Crow Wing County Jail Holds 8th Annual Transition Fair
Over 50 vendors from the community visited the Crow Wing County Jail Wednesday to share with inmates programs and resources in the area to help make for a smooth transition back into the community after incarceration.
According to the Urban Institute, over 9 million people pass through America’s local jails every year. In Crow Wing County, a Transition Fair is held every year to help inmates transition back into the community so that hopefully, they will not come through the jail system again.
“We have anywhere from housing to support groups to parenting information. There’s a pretty broad spectrum. They can come down and get the resources needed to help upon their release,” explained Miranda Neuwirth, Crow Wing County Jail Program Sergeant.
This is the eighth year that the Crow Wing County Jail has put on the Transition Fair, and it is modeled after similar fairs held at various prisons in Minnesota. Over 20 agencies from across north-central Minnesota were part of the fair, ranging from the Salvation Army to Bridges of Hope, Lutheran Social Services, and more.
“We have a wide variety. They come across a big spectrum, which is great to see because not everybody needs the same resources,” added Neuwirth.

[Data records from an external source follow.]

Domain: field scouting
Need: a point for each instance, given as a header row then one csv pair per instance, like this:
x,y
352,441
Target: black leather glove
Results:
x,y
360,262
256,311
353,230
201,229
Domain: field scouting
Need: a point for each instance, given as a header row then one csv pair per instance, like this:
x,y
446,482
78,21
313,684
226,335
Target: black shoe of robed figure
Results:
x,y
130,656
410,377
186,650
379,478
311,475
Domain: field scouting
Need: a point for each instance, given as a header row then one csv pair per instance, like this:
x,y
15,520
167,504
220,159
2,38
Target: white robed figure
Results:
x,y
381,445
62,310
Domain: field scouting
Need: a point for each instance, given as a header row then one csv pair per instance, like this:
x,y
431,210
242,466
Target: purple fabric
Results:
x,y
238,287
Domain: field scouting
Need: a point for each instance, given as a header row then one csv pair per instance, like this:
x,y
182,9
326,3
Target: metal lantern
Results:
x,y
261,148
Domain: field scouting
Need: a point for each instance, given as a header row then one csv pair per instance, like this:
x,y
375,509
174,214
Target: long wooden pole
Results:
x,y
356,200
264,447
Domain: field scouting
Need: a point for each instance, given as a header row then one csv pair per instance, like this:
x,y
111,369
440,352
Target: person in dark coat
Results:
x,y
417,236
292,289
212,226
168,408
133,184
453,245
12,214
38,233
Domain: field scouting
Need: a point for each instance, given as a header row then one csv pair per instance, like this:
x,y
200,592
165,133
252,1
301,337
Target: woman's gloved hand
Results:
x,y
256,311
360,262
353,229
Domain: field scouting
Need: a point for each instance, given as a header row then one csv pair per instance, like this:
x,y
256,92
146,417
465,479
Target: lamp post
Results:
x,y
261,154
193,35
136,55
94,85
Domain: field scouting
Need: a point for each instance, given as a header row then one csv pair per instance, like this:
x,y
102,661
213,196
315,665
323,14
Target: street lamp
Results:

“Teen Challenge, and the Hope Center, and the Nystrom Associates, all of them really,” said Ashley Garmaker, who attended the event. “They all had something good and resourceful in some way.”
Many of the vendors have been coming every year since the beginning.
“This opportunity to meet them, to smile, to talk to them and let them know that they’re welcome to come in and that we’re here to help them,” said Carol Paschelke, Brainerd Salvation Army Family Services Director.
One vendor, The Positive Attitude Development Group, came from Duluth to speak with inmates about what they can do to stay out of jail.
“I was in prison for 20 years. All the people that came to prison, most had the same values and the same premises to end up in prison. As soon as they see the chaos, then they’re ready to make a difference in their lives,” explained Lyle Wildes, who is a brain coach at Positive Attitude Development Group.
The county jail makes it a priority to put on the Transition Fair every year.
“The fact of the matter is, most of the people that come into jail, they are going to get out, and we need to better equip them with some tools so they don’t come back in,” Neuwirth said.
“It’s important so that people can find out what help is available and what is out there. People are finding out new things that they didn’t know they could do or were even possible,” said attendee Jessica Johnson.
The vendors hope that if the inmates take away anything, it’s that they are not alone in their transition.
“There are people that believe in them and believe in restoration and want to help. Our whole community is going to do better if we’re able to help support people that are struggling,” added Paschelke. “They’re not alone and we are here for them.”